Bright Spark

The Chancellor has spoken

Owning an electric car is getting less and less financially attractive. The latest chipping away of the fiscal advantages enjoyed by electric vehicle owners comes with the decision by the chancellor, Jeremy Hunt, to end the Vehicle Excise Duty (VED) exemption for electric cars. The change, announced in the Autumn Statement in November, means that new electric vehicles registered from April 2025 will be subject to VED at a reduced rate of £10 in the first year and then at £165 per year thereafter. Electric cars costing £40,000 or more will also be subject to the Expensive Car Supplement, which adds an extra £355 to those rates, so some EV owners will be paying a hefty £520 each year.

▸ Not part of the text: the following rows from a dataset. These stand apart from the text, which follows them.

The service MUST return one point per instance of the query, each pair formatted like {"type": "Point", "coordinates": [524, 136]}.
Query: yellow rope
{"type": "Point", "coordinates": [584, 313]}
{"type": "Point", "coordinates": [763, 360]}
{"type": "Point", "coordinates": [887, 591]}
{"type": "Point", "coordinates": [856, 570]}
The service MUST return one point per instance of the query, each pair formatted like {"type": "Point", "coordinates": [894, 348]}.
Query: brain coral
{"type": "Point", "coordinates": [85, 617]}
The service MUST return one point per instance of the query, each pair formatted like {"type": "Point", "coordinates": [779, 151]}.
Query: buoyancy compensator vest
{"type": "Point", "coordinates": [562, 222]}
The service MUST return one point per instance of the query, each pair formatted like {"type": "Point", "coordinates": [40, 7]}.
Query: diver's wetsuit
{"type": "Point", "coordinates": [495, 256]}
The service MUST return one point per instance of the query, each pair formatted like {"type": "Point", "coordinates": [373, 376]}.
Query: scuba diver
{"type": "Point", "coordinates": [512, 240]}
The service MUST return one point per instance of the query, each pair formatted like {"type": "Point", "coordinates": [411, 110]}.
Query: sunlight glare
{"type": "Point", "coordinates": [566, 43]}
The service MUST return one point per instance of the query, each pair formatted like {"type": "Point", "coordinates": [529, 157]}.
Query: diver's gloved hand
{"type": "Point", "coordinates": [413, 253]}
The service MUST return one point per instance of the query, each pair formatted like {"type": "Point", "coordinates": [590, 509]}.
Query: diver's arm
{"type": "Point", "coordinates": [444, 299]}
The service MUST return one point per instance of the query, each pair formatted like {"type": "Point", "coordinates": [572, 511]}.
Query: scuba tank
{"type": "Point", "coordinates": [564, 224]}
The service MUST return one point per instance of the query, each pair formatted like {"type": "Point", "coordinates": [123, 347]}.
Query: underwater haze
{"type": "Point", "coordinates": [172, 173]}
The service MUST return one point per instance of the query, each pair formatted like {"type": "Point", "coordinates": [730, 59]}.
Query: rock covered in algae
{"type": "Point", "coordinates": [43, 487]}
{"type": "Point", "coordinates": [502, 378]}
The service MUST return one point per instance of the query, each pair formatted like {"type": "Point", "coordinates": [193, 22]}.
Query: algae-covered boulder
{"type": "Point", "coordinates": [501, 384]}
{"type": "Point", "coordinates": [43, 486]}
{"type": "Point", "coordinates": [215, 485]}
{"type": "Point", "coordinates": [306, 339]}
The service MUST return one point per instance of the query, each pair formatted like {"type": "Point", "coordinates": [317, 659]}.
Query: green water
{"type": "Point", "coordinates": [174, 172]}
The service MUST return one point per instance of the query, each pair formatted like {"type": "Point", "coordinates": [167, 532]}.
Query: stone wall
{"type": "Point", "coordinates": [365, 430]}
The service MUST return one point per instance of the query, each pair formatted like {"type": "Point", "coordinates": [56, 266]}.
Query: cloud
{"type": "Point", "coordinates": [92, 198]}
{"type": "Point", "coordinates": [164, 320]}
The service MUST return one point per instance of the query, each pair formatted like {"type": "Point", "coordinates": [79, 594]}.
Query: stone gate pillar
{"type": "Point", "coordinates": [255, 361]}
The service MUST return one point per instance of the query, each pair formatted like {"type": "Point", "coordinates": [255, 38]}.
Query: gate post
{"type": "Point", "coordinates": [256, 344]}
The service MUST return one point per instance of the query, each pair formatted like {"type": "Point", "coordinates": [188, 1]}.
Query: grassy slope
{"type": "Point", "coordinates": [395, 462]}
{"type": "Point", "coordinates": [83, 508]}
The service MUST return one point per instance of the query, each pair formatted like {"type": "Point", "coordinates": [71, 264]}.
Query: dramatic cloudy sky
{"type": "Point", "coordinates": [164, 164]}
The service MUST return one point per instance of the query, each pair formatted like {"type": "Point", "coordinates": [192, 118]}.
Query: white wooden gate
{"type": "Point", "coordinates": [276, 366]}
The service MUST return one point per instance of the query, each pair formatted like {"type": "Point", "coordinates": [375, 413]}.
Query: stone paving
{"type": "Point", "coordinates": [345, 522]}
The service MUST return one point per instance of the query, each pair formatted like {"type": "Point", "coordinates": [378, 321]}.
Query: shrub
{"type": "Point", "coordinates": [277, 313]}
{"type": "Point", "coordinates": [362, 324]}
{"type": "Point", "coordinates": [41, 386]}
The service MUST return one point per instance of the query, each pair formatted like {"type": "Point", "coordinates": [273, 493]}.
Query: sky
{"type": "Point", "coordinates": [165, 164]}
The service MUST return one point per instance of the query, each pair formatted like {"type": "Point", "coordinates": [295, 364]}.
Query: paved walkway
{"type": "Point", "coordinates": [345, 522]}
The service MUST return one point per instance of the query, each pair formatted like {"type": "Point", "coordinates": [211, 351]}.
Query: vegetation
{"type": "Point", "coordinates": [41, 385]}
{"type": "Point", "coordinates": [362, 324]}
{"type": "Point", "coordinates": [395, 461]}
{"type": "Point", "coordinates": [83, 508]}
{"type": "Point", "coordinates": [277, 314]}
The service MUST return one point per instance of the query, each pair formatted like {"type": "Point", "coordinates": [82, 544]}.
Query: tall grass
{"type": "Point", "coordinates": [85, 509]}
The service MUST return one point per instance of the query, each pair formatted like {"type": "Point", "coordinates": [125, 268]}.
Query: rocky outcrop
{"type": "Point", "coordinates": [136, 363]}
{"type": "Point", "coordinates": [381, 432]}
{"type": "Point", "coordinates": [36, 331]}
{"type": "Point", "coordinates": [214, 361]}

One interesting aspect of the change is that it has quite a strong retrospective element. Electric vehicles registered before April 2017 will now face a small £20 annual VED charge instead of being VED-free, but those registered after that date will attract the full £165 rate. This is quite a contrast to the last rejig to the VED system, which took effect, probably not coincidentally, in April 2017, and most notably withdrew the VED exemption from low CO2 petrol and diesel vehicles. In that case, cars registered before the cut-off date kept their exemption in subsequent years, a wrinkle that allowed me to save hundreds of pounds in tax on a 66-plate diesel BMW 116d I used to own. This time around, there isn’t really any similar incentive to register a new electric vehicle before the rule changes.

I think, with a few reservations, that these measures can be justified. The government has pointed to an estimate from the Office of Budget Responsibility which puts the proportion of new car registrations for electric vehicles at half of the total UK market by 2025. In November 2022, pure electric vehicles were already accounting for over 20% of new registrations – more than double the share for diesels, even when mild hybrids are included. Electric is no longer, if it ever was, a fragile emerging new technology that needs to be carefully nurtured with a wide range of tax breaks if it is going to take off. It has taken off already and has now become a mainstream technology.

The reservations? One is that the news on VED comes just as some of the other cost advantages of electric are being extinguished, with surging prices for domestic electricity, and more and more new EV drivers discovering that public rapid charging isn’t really much of a bargain compared with petrol and diesel either. Another is the impact of the retrospective element. Many post-2017 electric vehicle buyers will have done their sums for switching to electric in the, I think, reasonable expectation that the VED concession was a fairly stable part of the fiscal framework. Anyone buying an electric vehicle from now onwards knows the score, of course, but someone who bought one just before the announcement will unexpectedly only enjoy the exemption for two and a half years. If I had just purchased, I would be peeved by the policy change.

Another issue is that these changes further increase the divide between private electric vehicle buyers and drivers of electric company cars in terms of fiscal perks. While measures that help all electric vehicle drivers are removed, the generous benefit-in-kind tax regime enjoyed by company car drivers who opt for electric vehicles will be only slightly modified after 2025. I’ve never really understood the reason for this distinction.

But amid all the discussion of the financial pros and cons of electric vehicles, it’s easy to lose sight of one of the main arguments for going electric which has nothing to do with the numbers – electric cars are in so many ways better than the fossil-fuelled alternatives. I was reminded of this recently when I had the chance to try out the Genesis G80 Electrified saloon. The luxury Genesis brand is, of course, part of the Hyundai and Kia corporation, so has access to some of the best technology in the business – and it shows. The G80’s levels of refinement are remarkable and it’s difficult to believe that they could be matched by any petrol or diesel, no matter how good. And electric cars are still improving rapidly. The Dutch company Lightyear has just launched a production car that has as its main selling point the fact that it can meet most of its charging needs from its built-in solar panels. Sunshine is free, so that’s a great way to offset some of that VED – if you can afford the Lightyear’s £200,000 or so up-front price, that is.